Paris is a moveable feast ("Festa mobile" Hemingway). Blog su un erasmus a Parigi.

Saturday, September 24, 2005

neuvième jour

J’ai une velò. Je n’ai pas le cours de langue. Più in dettaglio: il tedesco dipartito mi ha lasciato in eredità una bici di un ragazzo che tornerà a Parigi tra tre settimane. Non vado al corso di francese perché alle 11 c’è una riunione all’Università. Colazione chez moi (madeleine e succo d’arancia) e parto alla conquista del mondo a bordo della mia poderosa mezzocilindro rossa, sgonfia e bassa. Una porche a Bologna, un ronzinante azzoppato a Parigi. Il traffico -che qui credono impraticabile- è invece molto più disciplinato. All’andata rue de Charonne è in discesa, sfreccio tra boulangeries e cassette di frutta, siamo a metà tra il Marais e Belleville. In quindici minuti sono in rue de Fourcy e attraverso l’Ile Saint Louis. Mi compiaccio di ciò con una foto alle terga di Notre Dame. Ogni tanto ho bisogno di prendere coscienza della cosa, mi fermo, chiudo e riapro gli occhi, cerco di fare entrare più immagini. Non vale la pena di appuntarsi tutti i nomi dei posti “qui ci devo ritornare”, ho deciso di farlo solo in casi eccezionali. Rue du Cardinal Lemoine (ricordo di Festa mobile), rue des Ecole e la Sorbonne. Dove sarei potuto passare per giorni implorando un ingresso, pensando ai soliti fortunati, oggi ho una riunione. Anche se non imparo niente ne è valsa la pena. A Parigi sai sempre che puoi fare di più o diverso. Visivo, uditivo, meditativo. C’è un vestito mentale per ogni giornata, un guardaroba di abitudini per ogni occasione. Gli scienziati sono alla ricerca di quel tale che un giorno è stato ascoltato mentre diceva “non trovo quel libro” o “non c’è un posto in cui..”. Babele non è stata distrutta, il monumento all’ambizione umana, l’accumulo di miliardi di pagine, fotogrammi e zuccheri non si è mai fermato, ognuno porta qualcosa, in un senso o nell’altro.

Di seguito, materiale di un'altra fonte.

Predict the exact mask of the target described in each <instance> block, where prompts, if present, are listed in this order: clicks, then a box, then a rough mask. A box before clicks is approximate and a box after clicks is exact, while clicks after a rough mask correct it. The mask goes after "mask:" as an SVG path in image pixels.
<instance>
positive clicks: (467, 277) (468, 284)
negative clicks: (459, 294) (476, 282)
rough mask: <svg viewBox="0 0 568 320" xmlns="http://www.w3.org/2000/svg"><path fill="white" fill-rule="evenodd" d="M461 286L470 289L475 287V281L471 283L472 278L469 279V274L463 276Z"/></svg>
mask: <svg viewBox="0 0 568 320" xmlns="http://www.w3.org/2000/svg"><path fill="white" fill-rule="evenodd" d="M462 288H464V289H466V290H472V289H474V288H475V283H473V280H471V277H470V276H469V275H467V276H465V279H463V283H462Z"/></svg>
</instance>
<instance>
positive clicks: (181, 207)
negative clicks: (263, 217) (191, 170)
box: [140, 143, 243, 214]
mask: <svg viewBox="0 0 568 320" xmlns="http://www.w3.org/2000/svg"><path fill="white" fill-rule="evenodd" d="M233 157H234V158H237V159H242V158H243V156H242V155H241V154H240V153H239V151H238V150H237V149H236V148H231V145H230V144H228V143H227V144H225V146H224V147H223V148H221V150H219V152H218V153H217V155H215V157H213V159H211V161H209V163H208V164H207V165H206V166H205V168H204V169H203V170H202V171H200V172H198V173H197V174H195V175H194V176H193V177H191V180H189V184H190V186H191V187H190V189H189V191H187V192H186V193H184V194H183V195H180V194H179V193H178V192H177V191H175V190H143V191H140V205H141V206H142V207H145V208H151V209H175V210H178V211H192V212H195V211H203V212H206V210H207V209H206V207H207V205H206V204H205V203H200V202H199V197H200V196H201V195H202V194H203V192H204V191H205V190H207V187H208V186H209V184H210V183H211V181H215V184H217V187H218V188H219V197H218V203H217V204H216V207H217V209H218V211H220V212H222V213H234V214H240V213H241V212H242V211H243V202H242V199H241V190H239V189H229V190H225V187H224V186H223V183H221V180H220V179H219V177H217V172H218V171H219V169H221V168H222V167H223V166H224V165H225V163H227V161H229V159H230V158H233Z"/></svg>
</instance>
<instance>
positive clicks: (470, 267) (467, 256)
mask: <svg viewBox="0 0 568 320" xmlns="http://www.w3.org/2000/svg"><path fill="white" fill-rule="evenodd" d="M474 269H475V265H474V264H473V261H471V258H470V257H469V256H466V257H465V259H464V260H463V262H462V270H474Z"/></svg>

La riunione, coordinata da una donna -quindi molto meglio riuscita di quella del Master di mercoledì- presenta i corsi e i professori. C’è una predominanza maschile netta che mi delude un po’. L’età media tende al livello sequoia, il tasso di ironia e bon ton (ognuno conclude con “Merci”) è alto. Nessuno applaude agli interventi, finalmente. Il professor Gaudard mi conferma che anche per gli erasmus ci sono possibilità di stage. Gongolo. Mi chiede se sono tedesco. No, Italiano. Ma non hai l’accento italiano. Compiacciomi. Da quando sono qui mi hanno dato dello svizzero, dell’Olandese e del Tedesco. Meltingpottomi. Uscito, recupero il mio bolide- ah se il Che avesse avuto questo sulla Panamericana- e vado a pranzare con altri colleghi al Jardin du Luxembourg, verso il Jardin du Cavalier de la Salle, dove ci si può sedere sull’erba. Vista magnifica, baguette, insalata.

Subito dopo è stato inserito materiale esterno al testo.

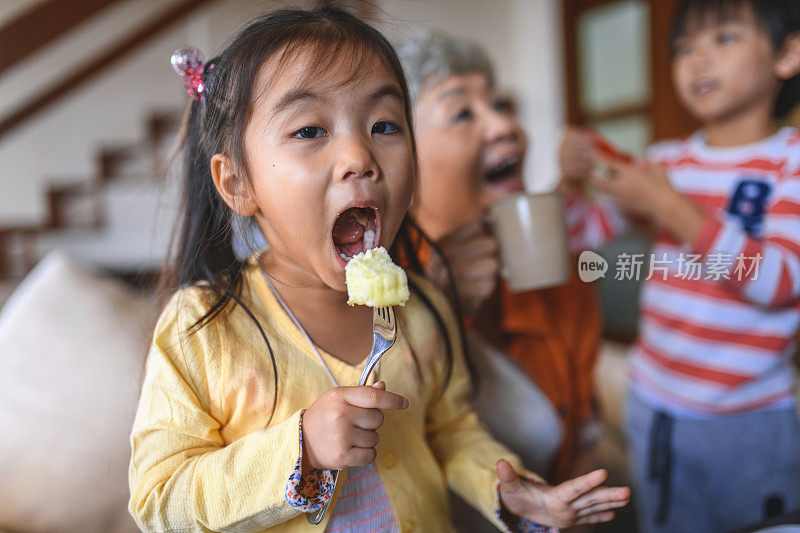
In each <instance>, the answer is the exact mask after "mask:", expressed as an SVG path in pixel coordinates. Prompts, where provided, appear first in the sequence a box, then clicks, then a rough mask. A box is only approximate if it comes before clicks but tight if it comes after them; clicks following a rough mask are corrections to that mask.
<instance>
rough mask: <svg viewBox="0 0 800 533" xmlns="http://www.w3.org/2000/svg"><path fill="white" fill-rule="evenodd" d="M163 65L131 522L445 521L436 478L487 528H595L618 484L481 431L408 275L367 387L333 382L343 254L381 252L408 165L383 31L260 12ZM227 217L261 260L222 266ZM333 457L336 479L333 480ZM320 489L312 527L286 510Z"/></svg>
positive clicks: (344, 258)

Sulla via del ritorno trovo due negozi di bici nuove e usate. Le usate a 190 euro e la fatica fatta per tornare a casa mi fanno rivedere i miei progetti. Proverò ai mercati periferici; una buona idea sarebbe lasciare una base mobile in centro da raggiungere in metro. Questo se il prezzo di un possibile furto non fosse elevato. Ritorno attraverso il Marais, passando per place des Vosges, e arranco per rue Charonne, questa volta in salita. Ansimo fino al quinto piano. Doccia, cena. “Usciamo?” una coalizione franco-tedesca mi trascina nuovamente a Montmartre, non faccio resistenza. Bordeaux, musica e luci dal Sacro cuore, passeggiata per Place de Tentre e ritorno in Foyer. Chiacchierata finale in camera mia, l’unico senza coinquilino. Si incrociano dati italo-tedeschi sul destino europeo. Pochi vorrebbero restare nel proprio paese, nessuno ha una buona economia, l’Italia è a zero prospettive, la Germania un progetto mancato. Si conclude che comunque da noi la situazione è disperata, che la Costituzione Europea bocciata è stato un brutto colpo, che in Germania purtroppo non c’è un cancelliere e in Italia purtroppo c’è. Nessuno crede che i nostri magistrati siano attaccati dalla politica, tutti credono all’influenza del Vaticano. Ce l’abbiamo noi, ce l’abbiamo noi.